246. Transporto pelas rotas comerciais interestelares uma espada tua. Mais refulgente não é o Sol, e sete vezes mais intensamente brilhará ele. Três vezes a tua cabeça mergulhará num vulcão hieroglífico. Na linha da avonguoarda, o céu se cobrirá de cinzas e nuvens de cinzento ríspido. E a luz do ar será nitidamente sua. Claramente falo aos peixes da minha santidade. O que evoco não me pertence, remonta à mais antiga idade. Falo dos deuses diurnos e nocturnos, desço a escadaria de Luxor. De Alma falo, sem rodeios. Não, não rodes nunca! Leias o que leres nas lentas espirais descritas pela galáxia, não rodes nunca! A atenção dada ao já inscrito distrai-te do caminho da sapiência. Deus deu sentido às cousas depois de as ter feito. O sentido é posterior ao que se cria, donde sou eu o sentido do Sujeito. Minha Alma, a sibila é criatura do futuro. Minha Alma, o Sentido é posterior ainda à Inteligência ! 247. Estou a alguns minutos apenas do caminho do Tempo. Quando o espaço abandona o metro para se medir em anos. Estou a algumas polegadas de distância da beleza irreal de uma escultura egípcia. 248. Ah, quando eu tiver resposta para a pergunta que a inteligência não é capaz sequer de formular! Que acontecerá então? Ninguém sabe. Nenhum de vós consegue satisfazer o meu desejo de saber. Quem seria capaz ? Ninguém sabe. Ninguém sabe responder sequer ao que demando.

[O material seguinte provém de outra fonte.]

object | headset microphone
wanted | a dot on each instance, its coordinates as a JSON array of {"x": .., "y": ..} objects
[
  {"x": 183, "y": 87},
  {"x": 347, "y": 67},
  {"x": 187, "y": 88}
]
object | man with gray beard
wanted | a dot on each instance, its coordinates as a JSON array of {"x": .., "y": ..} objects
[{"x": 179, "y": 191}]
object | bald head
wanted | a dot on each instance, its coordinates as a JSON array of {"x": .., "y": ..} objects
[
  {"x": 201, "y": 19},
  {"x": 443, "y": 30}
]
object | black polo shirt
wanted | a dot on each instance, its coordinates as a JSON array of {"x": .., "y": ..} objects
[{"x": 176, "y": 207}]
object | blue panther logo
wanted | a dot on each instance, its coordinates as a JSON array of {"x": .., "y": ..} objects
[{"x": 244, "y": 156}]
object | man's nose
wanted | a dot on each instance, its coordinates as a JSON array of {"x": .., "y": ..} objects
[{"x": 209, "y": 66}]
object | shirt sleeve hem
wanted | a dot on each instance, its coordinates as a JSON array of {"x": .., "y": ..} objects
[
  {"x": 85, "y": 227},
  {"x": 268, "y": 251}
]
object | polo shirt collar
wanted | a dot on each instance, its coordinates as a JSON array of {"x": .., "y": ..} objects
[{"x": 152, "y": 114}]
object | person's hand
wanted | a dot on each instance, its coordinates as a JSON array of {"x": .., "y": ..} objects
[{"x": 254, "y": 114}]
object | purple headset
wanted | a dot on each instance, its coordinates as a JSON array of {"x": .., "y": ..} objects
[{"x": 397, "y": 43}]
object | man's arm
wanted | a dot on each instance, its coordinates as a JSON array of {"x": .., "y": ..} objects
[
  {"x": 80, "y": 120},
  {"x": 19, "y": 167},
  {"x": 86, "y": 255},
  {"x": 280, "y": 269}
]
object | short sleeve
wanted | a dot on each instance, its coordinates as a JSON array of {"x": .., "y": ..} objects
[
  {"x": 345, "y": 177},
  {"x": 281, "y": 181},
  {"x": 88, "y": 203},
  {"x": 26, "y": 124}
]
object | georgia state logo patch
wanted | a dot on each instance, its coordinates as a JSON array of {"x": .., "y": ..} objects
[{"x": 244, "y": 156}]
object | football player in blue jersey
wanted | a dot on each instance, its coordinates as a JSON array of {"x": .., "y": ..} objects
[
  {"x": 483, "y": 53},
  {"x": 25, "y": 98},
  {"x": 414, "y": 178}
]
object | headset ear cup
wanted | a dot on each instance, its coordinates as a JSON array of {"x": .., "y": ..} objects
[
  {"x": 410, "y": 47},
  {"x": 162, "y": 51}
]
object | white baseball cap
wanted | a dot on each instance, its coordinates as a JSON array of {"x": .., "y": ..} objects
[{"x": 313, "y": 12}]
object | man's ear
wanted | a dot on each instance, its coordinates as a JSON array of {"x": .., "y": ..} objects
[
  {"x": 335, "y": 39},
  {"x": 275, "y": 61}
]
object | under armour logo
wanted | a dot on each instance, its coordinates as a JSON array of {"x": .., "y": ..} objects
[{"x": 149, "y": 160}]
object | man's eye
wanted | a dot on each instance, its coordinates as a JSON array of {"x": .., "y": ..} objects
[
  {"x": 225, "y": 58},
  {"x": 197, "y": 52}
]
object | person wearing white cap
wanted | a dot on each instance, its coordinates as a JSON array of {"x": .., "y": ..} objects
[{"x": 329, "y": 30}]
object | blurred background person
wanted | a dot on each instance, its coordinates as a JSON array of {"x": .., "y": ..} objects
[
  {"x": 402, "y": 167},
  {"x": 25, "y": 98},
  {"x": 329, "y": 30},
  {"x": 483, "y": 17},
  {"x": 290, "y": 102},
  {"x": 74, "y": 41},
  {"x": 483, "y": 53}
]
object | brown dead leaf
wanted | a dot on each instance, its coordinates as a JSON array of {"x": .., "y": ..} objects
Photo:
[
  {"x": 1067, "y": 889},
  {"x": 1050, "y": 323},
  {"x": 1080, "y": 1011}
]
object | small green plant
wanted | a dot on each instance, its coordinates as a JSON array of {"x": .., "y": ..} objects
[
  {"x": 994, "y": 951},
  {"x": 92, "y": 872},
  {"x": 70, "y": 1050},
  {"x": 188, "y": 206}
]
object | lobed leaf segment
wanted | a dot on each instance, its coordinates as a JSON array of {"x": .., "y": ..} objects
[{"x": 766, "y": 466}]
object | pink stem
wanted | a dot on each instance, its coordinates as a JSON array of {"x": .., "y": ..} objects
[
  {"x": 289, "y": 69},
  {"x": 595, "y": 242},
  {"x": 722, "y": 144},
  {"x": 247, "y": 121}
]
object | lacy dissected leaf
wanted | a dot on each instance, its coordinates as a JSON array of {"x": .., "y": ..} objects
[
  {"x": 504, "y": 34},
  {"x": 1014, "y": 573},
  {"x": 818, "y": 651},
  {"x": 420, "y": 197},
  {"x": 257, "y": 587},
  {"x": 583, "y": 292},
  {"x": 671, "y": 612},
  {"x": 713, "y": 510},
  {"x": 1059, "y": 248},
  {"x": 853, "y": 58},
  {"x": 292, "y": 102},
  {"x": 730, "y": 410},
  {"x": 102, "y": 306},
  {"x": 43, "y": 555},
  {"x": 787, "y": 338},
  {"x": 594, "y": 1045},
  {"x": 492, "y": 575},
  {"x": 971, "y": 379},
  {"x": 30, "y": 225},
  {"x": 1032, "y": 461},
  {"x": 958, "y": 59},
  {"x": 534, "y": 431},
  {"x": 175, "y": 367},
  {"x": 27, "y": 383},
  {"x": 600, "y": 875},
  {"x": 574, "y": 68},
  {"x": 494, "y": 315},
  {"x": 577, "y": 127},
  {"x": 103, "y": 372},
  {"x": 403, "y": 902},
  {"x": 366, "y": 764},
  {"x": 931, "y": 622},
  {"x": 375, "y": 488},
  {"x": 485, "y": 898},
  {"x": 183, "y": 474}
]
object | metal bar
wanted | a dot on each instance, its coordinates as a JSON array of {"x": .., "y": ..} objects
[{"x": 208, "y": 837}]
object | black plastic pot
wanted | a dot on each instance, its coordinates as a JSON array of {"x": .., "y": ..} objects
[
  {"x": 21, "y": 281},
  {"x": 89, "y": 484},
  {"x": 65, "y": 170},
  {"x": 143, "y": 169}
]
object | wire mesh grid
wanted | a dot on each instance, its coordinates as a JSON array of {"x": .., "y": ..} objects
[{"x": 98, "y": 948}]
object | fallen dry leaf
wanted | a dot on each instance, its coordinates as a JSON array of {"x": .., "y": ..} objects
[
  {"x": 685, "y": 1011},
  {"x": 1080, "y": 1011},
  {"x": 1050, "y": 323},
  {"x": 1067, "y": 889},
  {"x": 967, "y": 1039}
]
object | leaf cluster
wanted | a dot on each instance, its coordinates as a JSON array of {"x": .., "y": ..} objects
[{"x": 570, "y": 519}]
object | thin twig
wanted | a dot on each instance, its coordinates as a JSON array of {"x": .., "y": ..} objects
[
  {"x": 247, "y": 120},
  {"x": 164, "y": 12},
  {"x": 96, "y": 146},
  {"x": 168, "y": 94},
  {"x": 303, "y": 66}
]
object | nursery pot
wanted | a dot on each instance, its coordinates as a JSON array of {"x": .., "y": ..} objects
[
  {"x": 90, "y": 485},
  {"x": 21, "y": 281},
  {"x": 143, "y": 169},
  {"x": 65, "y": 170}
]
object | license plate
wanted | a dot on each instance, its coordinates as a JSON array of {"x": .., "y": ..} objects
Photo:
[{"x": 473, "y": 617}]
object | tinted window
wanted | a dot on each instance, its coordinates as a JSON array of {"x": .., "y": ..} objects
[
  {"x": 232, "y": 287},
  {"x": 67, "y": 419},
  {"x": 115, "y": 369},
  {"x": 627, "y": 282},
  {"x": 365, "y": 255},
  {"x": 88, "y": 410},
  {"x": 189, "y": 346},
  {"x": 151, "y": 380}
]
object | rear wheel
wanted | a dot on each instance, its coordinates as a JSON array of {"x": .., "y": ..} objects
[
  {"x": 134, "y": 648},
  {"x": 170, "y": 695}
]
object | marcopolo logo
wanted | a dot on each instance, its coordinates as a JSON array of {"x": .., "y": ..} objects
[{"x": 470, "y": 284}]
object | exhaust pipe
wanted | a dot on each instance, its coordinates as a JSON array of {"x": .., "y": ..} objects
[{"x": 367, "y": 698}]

249. Estou há um milhão de noites à espera de ser aberto. À espera do que me vai ler. 250. Tudo o que é humano me comove, e não propriamente as proteínas. Voltou a luz. A sala ficou de bruços mais clara. E ela é transparente e lavada bruscamente. Foco a minha imagem na janela com a devida clarividência. E nunca achei mais verosímil a realidade. Nunca a realidade se me antolhou mais
251. É a quarta ou quinta vez que falha a luz nesta zona da cidade. Como é que o criador pode dar continuidade e cor à criatura? Já pensou nos transtornos de um poeta que escreve à máquina, num acesso de criação, e volta e meia .fica de repente na mais completa escuridão? E que horas serão? Se calhar, já de jantar! 252. Os poetas comem, como os outros animais. Eu sinto-me com fome bastante para comer a terra toda.
253. Claramente falo aos peixes da minha santidade .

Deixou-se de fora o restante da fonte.